小説

『文六と夢地蔵』甘利わたる(『みそ買い橋』)

 江戸に着いた文六は 粗末な身なりで あたふたとしながら 町中を歩き 時々
「ボヤボヤするな! どこ見て歩いていやがるんでぃ!」
 と 町民に怒鳴られながらも 汗をかきかき 頭をぺこぺこ。そうしてやっとの事で日本橋を見つけたそうな。
「さぁて、ここで四日間かぁ」
 文六は背負いかごを下ろし 橋に立つと 大きな声をだして とうきび売りを 始めた。
「ええ、とうきび!とうきびは如何ですじゃ。信州産のとうきびですじゃ」
 最初のうちは 売れなかったが 大旦那風の客が ものめずらし気に立ち止まり ぽんと一本売れたかと思うと たちまち飛ぶように 次から次へと売れ始め なんと到着したその日に 売り切れてしもうた。

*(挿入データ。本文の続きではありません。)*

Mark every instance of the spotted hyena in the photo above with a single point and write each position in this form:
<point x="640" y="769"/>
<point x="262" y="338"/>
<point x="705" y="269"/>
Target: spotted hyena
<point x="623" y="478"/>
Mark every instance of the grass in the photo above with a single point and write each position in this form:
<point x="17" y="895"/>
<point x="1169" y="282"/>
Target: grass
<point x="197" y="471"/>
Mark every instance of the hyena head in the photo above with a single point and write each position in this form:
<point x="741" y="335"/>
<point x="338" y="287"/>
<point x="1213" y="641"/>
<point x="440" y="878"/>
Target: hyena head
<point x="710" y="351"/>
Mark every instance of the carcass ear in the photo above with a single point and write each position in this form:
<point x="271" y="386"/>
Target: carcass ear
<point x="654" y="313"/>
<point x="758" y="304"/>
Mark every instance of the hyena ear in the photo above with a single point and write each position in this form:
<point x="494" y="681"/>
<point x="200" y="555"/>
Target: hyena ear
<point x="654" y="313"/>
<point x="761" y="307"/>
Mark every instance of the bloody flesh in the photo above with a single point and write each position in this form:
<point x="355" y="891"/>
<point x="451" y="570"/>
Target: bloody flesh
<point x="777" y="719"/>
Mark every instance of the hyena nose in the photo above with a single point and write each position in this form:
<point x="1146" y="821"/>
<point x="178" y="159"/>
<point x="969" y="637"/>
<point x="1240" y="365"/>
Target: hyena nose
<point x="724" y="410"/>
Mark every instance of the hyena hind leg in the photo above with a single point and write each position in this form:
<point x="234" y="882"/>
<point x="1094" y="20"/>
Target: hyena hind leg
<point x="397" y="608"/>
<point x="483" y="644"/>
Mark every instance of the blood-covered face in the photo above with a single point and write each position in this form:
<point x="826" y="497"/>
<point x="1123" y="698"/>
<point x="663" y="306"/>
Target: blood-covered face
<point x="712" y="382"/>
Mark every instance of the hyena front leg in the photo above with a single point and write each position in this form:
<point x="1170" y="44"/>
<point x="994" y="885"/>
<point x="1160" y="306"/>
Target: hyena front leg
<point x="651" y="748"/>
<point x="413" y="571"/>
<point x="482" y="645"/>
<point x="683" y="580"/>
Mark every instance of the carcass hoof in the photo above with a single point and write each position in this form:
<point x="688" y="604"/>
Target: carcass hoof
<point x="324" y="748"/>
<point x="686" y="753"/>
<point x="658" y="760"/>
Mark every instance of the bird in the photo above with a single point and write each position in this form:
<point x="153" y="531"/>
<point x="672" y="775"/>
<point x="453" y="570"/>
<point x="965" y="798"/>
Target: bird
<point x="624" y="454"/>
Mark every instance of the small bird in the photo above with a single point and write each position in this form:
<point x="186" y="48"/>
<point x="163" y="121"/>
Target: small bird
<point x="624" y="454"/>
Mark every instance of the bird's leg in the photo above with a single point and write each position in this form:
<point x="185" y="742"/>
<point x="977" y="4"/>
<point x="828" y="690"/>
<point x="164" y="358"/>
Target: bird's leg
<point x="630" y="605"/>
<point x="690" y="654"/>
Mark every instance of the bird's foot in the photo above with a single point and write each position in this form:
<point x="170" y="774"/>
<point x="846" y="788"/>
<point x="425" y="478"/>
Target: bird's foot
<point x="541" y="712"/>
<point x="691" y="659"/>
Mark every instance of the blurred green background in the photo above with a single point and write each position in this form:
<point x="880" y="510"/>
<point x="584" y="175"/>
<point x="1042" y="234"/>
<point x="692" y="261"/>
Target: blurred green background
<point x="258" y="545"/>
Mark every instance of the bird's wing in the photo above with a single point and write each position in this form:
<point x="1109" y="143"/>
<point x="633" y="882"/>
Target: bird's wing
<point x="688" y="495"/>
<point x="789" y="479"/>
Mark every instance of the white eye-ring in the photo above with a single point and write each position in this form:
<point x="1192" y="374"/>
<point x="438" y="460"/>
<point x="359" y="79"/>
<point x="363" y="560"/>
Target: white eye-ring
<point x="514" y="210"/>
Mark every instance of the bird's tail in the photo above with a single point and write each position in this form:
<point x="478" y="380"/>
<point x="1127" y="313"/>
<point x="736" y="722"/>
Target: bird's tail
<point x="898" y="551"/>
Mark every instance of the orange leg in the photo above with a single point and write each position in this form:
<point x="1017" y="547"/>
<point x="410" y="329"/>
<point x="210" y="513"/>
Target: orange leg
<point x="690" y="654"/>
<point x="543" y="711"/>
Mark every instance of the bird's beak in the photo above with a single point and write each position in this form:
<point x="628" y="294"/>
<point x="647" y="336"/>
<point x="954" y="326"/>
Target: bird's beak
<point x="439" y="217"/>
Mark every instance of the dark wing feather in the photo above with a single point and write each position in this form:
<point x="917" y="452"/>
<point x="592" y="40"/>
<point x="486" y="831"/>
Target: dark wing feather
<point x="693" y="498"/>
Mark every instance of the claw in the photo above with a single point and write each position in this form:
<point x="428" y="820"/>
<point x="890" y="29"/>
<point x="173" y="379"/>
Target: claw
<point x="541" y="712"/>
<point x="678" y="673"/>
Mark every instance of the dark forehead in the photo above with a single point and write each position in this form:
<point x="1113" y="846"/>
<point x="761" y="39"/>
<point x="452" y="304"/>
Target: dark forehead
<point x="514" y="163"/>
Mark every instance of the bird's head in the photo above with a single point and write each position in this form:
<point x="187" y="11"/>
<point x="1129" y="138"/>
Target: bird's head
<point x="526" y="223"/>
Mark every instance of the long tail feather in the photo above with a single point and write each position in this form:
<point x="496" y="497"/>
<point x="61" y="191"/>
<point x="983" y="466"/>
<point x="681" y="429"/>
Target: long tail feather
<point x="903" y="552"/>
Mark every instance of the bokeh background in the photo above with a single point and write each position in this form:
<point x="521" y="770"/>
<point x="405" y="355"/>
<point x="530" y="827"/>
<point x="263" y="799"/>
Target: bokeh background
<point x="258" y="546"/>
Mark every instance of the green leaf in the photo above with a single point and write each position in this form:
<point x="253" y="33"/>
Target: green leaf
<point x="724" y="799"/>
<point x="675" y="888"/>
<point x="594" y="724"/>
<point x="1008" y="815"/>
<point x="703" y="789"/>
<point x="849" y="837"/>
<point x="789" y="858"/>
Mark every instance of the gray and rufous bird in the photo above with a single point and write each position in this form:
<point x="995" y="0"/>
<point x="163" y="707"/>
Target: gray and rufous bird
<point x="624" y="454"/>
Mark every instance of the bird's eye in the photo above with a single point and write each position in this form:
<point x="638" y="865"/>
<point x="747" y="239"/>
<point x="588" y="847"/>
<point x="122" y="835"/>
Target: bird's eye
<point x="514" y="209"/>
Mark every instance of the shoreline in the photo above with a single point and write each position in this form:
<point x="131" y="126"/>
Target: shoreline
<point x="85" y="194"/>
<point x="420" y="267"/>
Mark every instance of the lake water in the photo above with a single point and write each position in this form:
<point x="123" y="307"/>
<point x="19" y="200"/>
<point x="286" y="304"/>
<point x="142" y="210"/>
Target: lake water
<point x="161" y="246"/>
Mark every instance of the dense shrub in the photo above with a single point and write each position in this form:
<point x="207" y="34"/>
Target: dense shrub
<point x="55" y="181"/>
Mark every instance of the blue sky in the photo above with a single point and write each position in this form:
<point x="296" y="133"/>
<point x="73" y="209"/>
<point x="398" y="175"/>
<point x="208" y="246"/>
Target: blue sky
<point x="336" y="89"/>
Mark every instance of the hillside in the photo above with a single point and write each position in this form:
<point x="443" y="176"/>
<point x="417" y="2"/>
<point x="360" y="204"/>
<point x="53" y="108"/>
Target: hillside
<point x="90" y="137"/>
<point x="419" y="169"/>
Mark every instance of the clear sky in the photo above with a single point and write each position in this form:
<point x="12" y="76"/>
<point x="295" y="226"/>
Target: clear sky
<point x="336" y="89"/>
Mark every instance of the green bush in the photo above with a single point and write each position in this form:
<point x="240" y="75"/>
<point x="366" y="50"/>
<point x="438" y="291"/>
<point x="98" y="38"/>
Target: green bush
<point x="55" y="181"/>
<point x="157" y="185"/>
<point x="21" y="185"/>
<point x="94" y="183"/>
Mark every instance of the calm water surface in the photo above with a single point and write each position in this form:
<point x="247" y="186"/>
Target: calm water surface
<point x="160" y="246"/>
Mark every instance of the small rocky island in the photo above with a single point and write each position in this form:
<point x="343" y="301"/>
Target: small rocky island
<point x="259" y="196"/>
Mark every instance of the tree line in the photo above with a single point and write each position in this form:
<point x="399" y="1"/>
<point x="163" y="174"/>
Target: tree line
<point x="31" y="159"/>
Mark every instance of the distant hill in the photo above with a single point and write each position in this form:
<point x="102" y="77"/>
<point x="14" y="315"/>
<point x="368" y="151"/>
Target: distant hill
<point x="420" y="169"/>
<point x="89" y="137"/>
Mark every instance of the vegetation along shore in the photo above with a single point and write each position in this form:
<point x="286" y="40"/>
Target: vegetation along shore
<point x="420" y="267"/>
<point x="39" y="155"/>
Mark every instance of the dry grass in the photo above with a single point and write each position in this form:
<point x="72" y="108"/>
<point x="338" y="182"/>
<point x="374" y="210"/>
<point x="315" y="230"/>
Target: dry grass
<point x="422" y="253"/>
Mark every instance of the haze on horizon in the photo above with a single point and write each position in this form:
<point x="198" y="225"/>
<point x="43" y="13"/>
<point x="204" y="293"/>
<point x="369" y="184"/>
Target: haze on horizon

「売れたのはええけんど、どうすべえ?夢ん中じゃぁ四日間、立っておれと言っていたが・・・・・・」
 文六は とにかく最後まで信じようと のこりの三日間は 何する事もなく ただただポカンと 空のかごを背負って立っておった。三日目は雨にもあったが それでも立ち続けた。
 いよいよ四日目じゃ。
 ところがこの日も 橋の上は 右から左 左から右へと きびきびと流れていく人波ばかりで 何ら特別な事は 起こらんかった。
 さても陽は傾き 江戸の町でも カラスがカァカァと鳴き始めた。
「こりゃあ夢の中でまで、きつねにばかされてしもうたかの?」
 文六が 途方に暮れて 夕空を見上げていた時じゃった。
「もしもし、あんさん」
 呼びかけられた文六が 声の主を見てみると 立派な羽織を着た男が 目の前に立っておる。よく見ると いちばん最初に とうきびを買ってくれたお客じゃった。
「はぁ、あっしですかい?」
「うん。あんさん、とうきびを売りつくしたあとも、ずっとこの橋の上に立っていたね。いや、私は、この橋のたもとで呉服屋を営んでいる者なんだけどね」
「あぁ、そこの呉服屋の旦那さんでしたか?じゃあ、店先からあっしの事をずっと見ておいでで?」
「うん。しかしまた、どうしたわけでずっと?」
 文六は ぽっと顔を赤くしながら これこれしかじかと 夢の事を話したそうな。